Main content area

Comparing algorithms to disaggregate complex soil polygons in contrasting environments

Flynn, Trevan, van Zijl, George, van Tol, Johan, Botha, Christina, Rozanov, Andrei, Warr, Benjamin, Clarke, Cathy
Geoderma 2019 v.352 pp. 171-180
decision support systems, expert opinion, landforms, linear models, neural networks, prediction, soil associations, soil types, support vector machines, toposequences, uncertainty, South Africa
In South Africa, the only soil resource available with full spatial coverage is the national resource inventory. Disaggregating this polygon-based inventory, is thus a logical step to create more detailed soil maps covering the entire country.

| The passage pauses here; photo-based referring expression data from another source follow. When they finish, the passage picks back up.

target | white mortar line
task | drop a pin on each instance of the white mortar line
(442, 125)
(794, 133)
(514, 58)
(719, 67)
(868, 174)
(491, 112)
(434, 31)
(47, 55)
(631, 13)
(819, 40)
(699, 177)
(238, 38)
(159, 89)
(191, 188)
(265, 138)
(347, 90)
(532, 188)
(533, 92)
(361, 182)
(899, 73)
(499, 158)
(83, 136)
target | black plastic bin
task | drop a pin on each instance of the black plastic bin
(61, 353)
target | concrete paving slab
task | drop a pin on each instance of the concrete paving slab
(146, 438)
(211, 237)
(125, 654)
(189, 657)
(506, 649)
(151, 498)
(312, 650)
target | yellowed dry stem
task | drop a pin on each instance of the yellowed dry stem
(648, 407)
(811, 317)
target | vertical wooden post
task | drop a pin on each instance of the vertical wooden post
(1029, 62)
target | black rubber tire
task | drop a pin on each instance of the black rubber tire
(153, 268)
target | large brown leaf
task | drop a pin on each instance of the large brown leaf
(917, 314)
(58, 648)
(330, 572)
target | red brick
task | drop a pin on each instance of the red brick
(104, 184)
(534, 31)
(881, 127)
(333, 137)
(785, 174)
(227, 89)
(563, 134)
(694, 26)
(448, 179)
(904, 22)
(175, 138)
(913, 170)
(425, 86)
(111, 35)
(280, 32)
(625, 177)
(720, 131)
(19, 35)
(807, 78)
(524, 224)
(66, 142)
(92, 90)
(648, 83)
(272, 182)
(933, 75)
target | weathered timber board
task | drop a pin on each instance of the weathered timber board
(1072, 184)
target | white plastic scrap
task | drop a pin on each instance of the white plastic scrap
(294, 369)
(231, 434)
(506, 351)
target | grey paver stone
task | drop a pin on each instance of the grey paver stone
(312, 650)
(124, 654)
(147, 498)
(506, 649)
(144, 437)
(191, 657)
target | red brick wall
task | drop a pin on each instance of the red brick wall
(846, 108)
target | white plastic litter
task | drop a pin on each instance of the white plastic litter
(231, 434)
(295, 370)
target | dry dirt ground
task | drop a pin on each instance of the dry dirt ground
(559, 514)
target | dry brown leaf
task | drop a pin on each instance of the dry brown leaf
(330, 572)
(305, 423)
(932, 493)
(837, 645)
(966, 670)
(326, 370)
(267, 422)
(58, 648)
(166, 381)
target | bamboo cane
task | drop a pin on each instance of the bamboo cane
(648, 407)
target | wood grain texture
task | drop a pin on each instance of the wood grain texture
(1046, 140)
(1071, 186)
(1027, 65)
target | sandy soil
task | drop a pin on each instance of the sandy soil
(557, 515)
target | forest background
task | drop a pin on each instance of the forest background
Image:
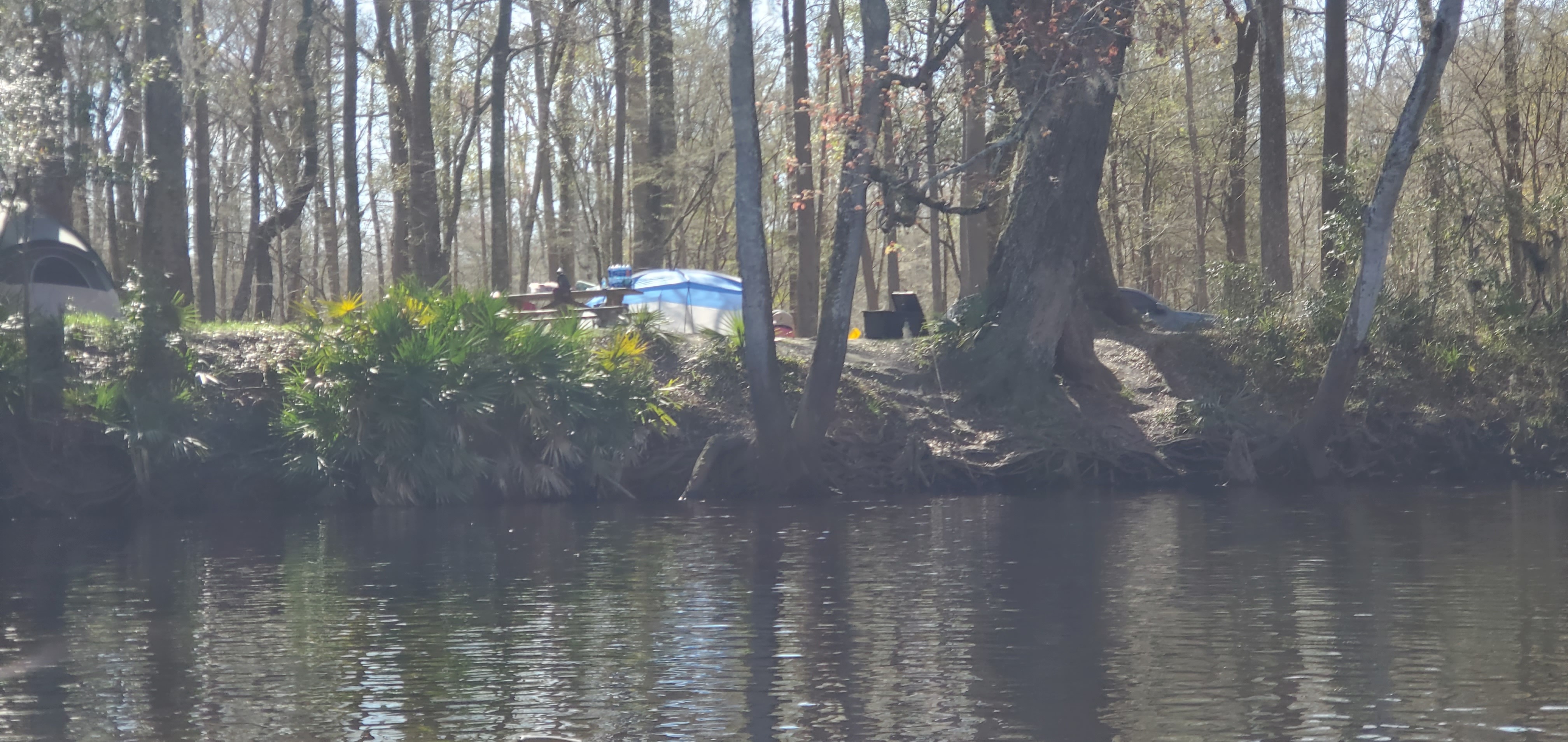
(606, 137)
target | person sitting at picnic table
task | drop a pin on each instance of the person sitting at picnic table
(783, 324)
(562, 294)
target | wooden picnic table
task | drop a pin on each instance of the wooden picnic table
(604, 316)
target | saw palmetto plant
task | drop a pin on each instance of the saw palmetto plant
(429, 397)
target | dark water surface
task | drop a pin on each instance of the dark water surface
(1217, 616)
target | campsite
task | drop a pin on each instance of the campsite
(783, 371)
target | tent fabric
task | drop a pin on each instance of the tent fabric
(63, 270)
(691, 300)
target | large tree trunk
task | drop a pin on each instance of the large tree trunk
(974, 248)
(1337, 132)
(1053, 253)
(1329, 405)
(501, 225)
(424, 194)
(756, 303)
(803, 179)
(1200, 198)
(201, 148)
(165, 228)
(1274, 176)
(354, 241)
(1236, 153)
(51, 191)
(1514, 142)
(653, 223)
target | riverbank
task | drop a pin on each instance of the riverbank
(1211, 407)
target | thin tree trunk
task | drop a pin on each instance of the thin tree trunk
(1200, 198)
(756, 305)
(934, 187)
(849, 236)
(1054, 248)
(1236, 154)
(1324, 413)
(424, 195)
(891, 229)
(264, 233)
(637, 126)
(51, 189)
(1337, 134)
(803, 182)
(352, 212)
(564, 255)
(396, 76)
(327, 219)
(973, 248)
(653, 236)
(546, 66)
(165, 226)
(201, 148)
(1274, 176)
(618, 159)
(1434, 168)
(1514, 138)
(501, 225)
(258, 264)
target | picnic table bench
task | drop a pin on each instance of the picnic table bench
(545, 305)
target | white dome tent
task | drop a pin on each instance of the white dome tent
(49, 266)
(691, 300)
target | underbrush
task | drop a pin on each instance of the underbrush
(424, 397)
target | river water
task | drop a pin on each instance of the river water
(1206, 616)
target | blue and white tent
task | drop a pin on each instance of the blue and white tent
(691, 300)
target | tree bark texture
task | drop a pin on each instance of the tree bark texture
(201, 173)
(396, 76)
(424, 191)
(934, 187)
(164, 222)
(974, 250)
(1514, 144)
(501, 222)
(653, 233)
(1236, 151)
(1065, 66)
(849, 236)
(1200, 198)
(352, 212)
(1337, 132)
(618, 158)
(51, 191)
(1324, 413)
(1274, 176)
(756, 286)
(264, 233)
(803, 179)
(637, 126)
(258, 262)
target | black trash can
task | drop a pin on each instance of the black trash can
(884, 326)
(910, 311)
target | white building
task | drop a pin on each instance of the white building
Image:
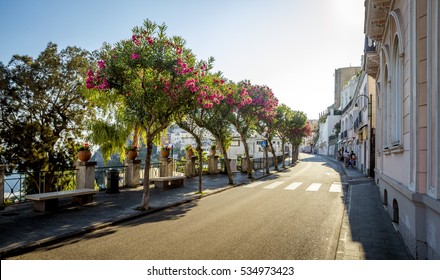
(326, 131)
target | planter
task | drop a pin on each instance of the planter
(164, 153)
(84, 156)
(189, 153)
(132, 154)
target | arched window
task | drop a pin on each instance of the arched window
(396, 97)
(386, 109)
(395, 211)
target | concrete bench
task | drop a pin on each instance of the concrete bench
(168, 182)
(49, 201)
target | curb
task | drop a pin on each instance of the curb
(28, 247)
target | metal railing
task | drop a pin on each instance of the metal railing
(17, 185)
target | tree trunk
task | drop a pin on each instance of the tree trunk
(200, 153)
(282, 151)
(275, 160)
(248, 158)
(227, 163)
(146, 184)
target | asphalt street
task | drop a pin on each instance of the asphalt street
(295, 214)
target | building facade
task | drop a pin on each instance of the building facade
(404, 60)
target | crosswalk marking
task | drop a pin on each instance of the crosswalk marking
(336, 187)
(314, 187)
(253, 184)
(293, 186)
(273, 185)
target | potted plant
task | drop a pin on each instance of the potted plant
(132, 152)
(84, 153)
(213, 149)
(189, 150)
(165, 151)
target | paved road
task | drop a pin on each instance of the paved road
(296, 214)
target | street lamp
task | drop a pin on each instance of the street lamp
(370, 132)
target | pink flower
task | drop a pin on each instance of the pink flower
(135, 40)
(134, 56)
(101, 64)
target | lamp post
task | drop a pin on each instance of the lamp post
(370, 133)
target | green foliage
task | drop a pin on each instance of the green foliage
(42, 108)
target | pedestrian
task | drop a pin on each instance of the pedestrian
(346, 157)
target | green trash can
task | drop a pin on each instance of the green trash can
(113, 181)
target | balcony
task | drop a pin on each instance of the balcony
(376, 14)
(371, 58)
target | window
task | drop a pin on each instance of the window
(385, 113)
(396, 97)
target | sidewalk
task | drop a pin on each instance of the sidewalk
(22, 229)
(367, 232)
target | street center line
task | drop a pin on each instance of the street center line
(314, 187)
(293, 186)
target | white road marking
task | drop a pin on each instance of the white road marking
(293, 186)
(314, 187)
(336, 187)
(253, 184)
(273, 185)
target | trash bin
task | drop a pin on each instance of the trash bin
(113, 181)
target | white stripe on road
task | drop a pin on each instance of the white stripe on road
(314, 187)
(273, 185)
(293, 186)
(336, 187)
(253, 184)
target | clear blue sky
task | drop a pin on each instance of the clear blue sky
(292, 46)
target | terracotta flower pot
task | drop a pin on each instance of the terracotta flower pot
(132, 154)
(189, 153)
(164, 153)
(84, 156)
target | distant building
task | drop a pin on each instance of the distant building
(342, 75)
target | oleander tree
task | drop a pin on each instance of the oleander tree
(152, 76)
(284, 115)
(185, 118)
(264, 96)
(250, 105)
(214, 104)
(299, 128)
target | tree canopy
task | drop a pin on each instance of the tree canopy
(42, 108)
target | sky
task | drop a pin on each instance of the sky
(291, 46)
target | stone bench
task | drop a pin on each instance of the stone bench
(49, 201)
(168, 182)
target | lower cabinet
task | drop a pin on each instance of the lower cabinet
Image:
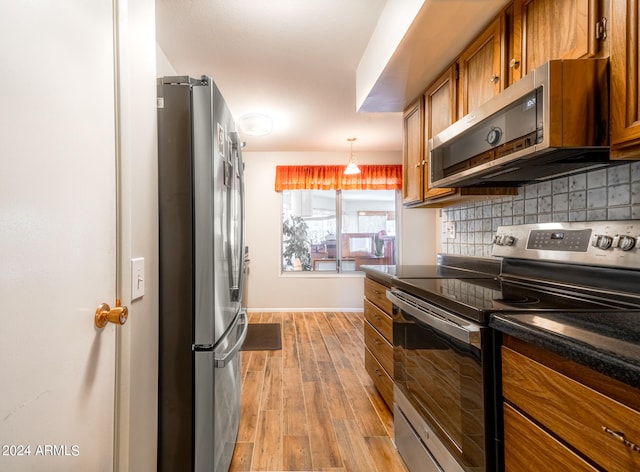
(378, 336)
(565, 416)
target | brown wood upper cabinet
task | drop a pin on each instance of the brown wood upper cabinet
(625, 86)
(540, 30)
(440, 103)
(480, 71)
(412, 153)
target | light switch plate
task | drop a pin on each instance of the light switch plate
(451, 229)
(137, 278)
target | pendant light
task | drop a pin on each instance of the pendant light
(352, 167)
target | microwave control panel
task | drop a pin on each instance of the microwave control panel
(603, 243)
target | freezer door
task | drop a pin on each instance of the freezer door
(217, 399)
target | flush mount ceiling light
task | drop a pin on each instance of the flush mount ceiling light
(352, 167)
(255, 124)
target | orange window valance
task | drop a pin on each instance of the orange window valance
(371, 177)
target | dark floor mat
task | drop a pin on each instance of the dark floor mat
(263, 337)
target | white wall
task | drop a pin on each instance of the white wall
(138, 368)
(267, 288)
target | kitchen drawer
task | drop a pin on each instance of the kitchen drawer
(379, 347)
(380, 378)
(379, 320)
(540, 451)
(601, 428)
(376, 293)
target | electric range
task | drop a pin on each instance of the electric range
(444, 350)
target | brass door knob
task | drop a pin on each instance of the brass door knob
(105, 314)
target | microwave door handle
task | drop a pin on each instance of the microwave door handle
(469, 335)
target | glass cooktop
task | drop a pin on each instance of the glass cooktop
(478, 298)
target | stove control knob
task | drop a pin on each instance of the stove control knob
(509, 240)
(602, 242)
(626, 243)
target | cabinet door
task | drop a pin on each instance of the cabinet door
(480, 71)
(440, 107)
(625, 86)
(556, 29)
(412, 153)
(512, 27)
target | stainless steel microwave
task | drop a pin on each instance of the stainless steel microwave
(552, 122)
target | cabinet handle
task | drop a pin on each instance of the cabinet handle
(620, 437)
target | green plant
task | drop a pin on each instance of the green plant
(296, 242)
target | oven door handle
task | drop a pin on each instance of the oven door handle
(463, 330)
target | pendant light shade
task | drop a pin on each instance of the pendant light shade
(352, 167)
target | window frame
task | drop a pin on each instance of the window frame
(397, 198)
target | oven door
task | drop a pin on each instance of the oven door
(442, 368)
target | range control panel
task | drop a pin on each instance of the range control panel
(603, 243)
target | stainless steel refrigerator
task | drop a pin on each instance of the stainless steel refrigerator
(202, 324)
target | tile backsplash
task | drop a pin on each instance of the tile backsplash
(604, 194)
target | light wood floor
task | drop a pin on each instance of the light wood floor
(312, 406)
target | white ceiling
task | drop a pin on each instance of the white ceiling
(296, 61)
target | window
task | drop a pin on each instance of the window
(337, 230)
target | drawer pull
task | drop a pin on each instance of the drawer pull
(620, 437)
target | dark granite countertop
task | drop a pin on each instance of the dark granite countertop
(607, 341)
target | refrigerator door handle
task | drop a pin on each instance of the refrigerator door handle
(220, 360)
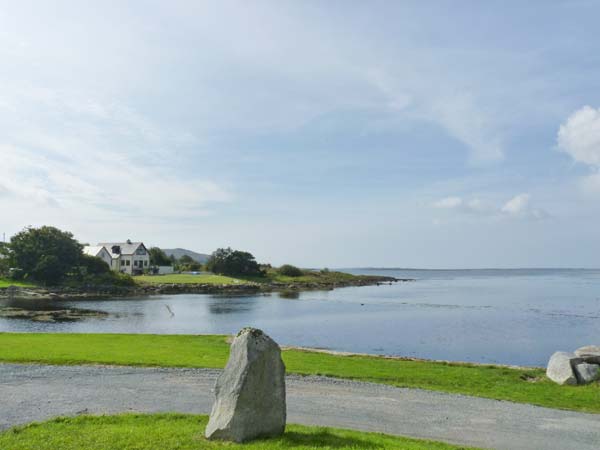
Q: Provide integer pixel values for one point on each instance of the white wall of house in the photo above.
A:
(165, 270)
(105, 256)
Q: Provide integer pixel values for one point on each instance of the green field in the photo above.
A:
(185, 432)
(180, 278)
(502, 383)
(5, 282)
(271, 277)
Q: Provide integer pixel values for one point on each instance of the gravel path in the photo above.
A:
(38, 392)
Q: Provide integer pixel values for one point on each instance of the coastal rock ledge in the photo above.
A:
(250, 393)
(580, 367)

The polygons are large in area encompassing complex soil-terrain patterns and research into disaggregation techniques has been limited. This study aimed to compare 10 algorithms, implemented through a modified DSMART (“Disaggregating and Harmonizing Soil Map Units Through Resampled Classification Trees”) model, in their ability to disaggregate two polygons into soil associations in two environmentally contrasting locations. One site had high relief and strong catenal sequences (eastern KwaZulu-Natal Province) and the other site had low relief and a strong geological control of soil types (northern Eastern Cape Province). The algorithms compared were based on previous studies which included k-nearest neighbour, nearest shrunken centroid, discriminatory analysis, multinomial logistics regression, linear and radial support vector machines, decision trees, stochastic gradient boosting, random forest, and neural networks. The method involves stratifying the polygons with landform elements, randomly sampling the landform elements, allocating the soil classes based on the resource inventory, and predicting soil associations across a stack of covariates. This was done in an iterative process, creating multiple realisations of the soil distribution. The performance of each algorithm was based on their kappa and uncertainties. It was found that in general, robust linear models which either utilise an embedded feature selection or regularise covariates, performed best. In the area with high relief and clear toposequences, nearest shrunken centroid was the top performing algorithm with a kappa of 0.42 and an average uncertainty of 0.22. In the area with relatively low relief and complex geology, the results were unsatisfactory. However, a regularised multinomial regression was the top performing algorithm, achieving a kappa of 0.17 and an average uncertainty of 0.84. The results of this study highlight the versatility of a technique to disaggregate South Africa's national resource inventory, where algorithms can be chosen on expert knowledge, model averaging can be performed, the top performing algorithm can be chosen, and algorithm parameters can be optimised.